Postinfarction cardiosclerosis
The diagnosis of postinfarction cardiosclerosis is established 2 months after the onset of myocardial infarction. Much more reliable is the diagnosis of postinfarction cardiosclerosis after myocardial infarction with a Q wave. Diagnosis of postinfarction cardiosclerosis after a heart attack without a Q wave is often questionable, since in practice, it is not always possible to verify the diagnosis of myocardial infarction without a Q wave.
Sudden coronary death
Sudden death is usually considered to be death within one hour after the onset of the first symptoms in a patient who is in a stable state before. Approximately 60% of all deaths in IHD are sudden. Moreover, about 20% of patients sudden death is the first manifestation of CHD. The immediate cause of sudden death in the vast majority of cases is ventricular fibrillation due to myocardial ischemia. Usually, at first, a ventricular tachycardia occurs, which quickly becomes fibrillation.
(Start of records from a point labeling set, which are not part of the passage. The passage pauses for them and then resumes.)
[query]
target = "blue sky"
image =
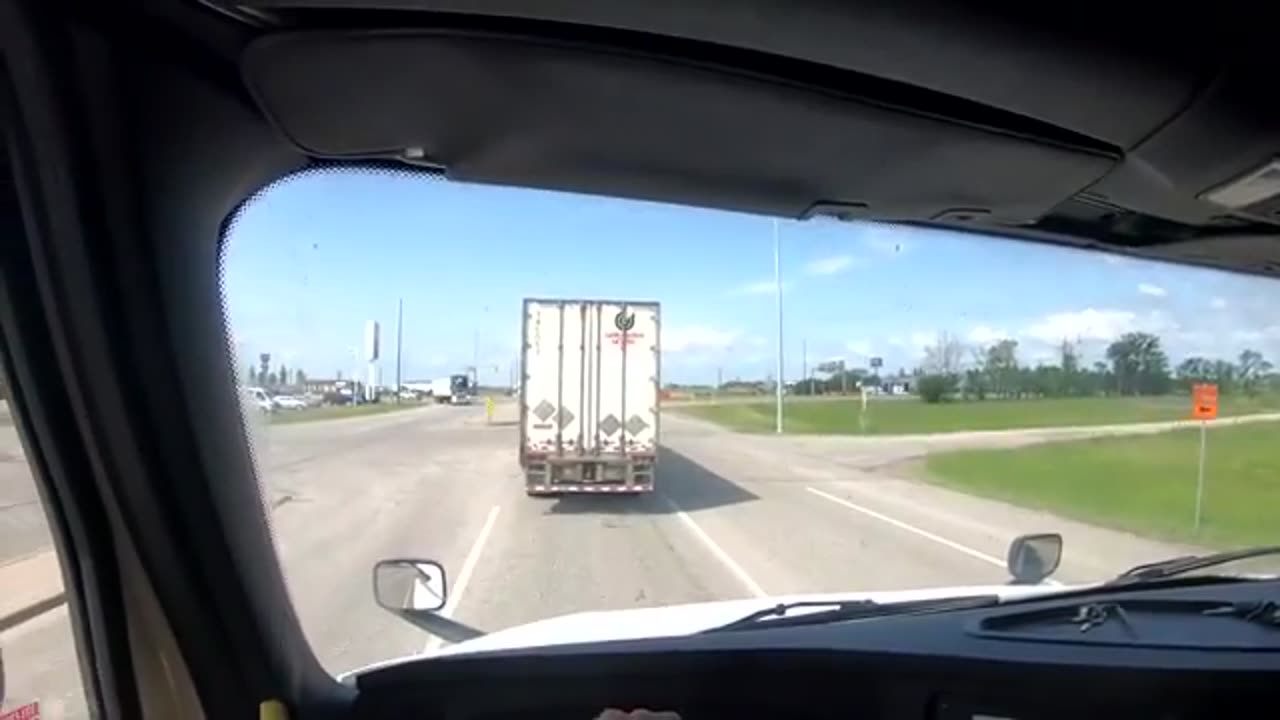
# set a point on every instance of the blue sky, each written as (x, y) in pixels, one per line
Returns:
(315, 256)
According to its external manifestations, death can be sudden in any cardiovascular and many extracardiac diseases (sudden death syndrome), but approximately 80% of sudden deaths are diagnosed with coronary artery disease, including 70% of them postinfarction cardiosclerosis. Approximately 20% are diagnosed with myocarditis, cardiomyopathies, heart defects, pulmonary artery pulmonary embolism, Wolff-Parkinson-White syndrome, QT interval prolongation on the ECG. In 4-10% of sudden death, it is not possible to detect any disease of the cardiovascular system (sudden death without a morphological substrate - "unexplained heart failure").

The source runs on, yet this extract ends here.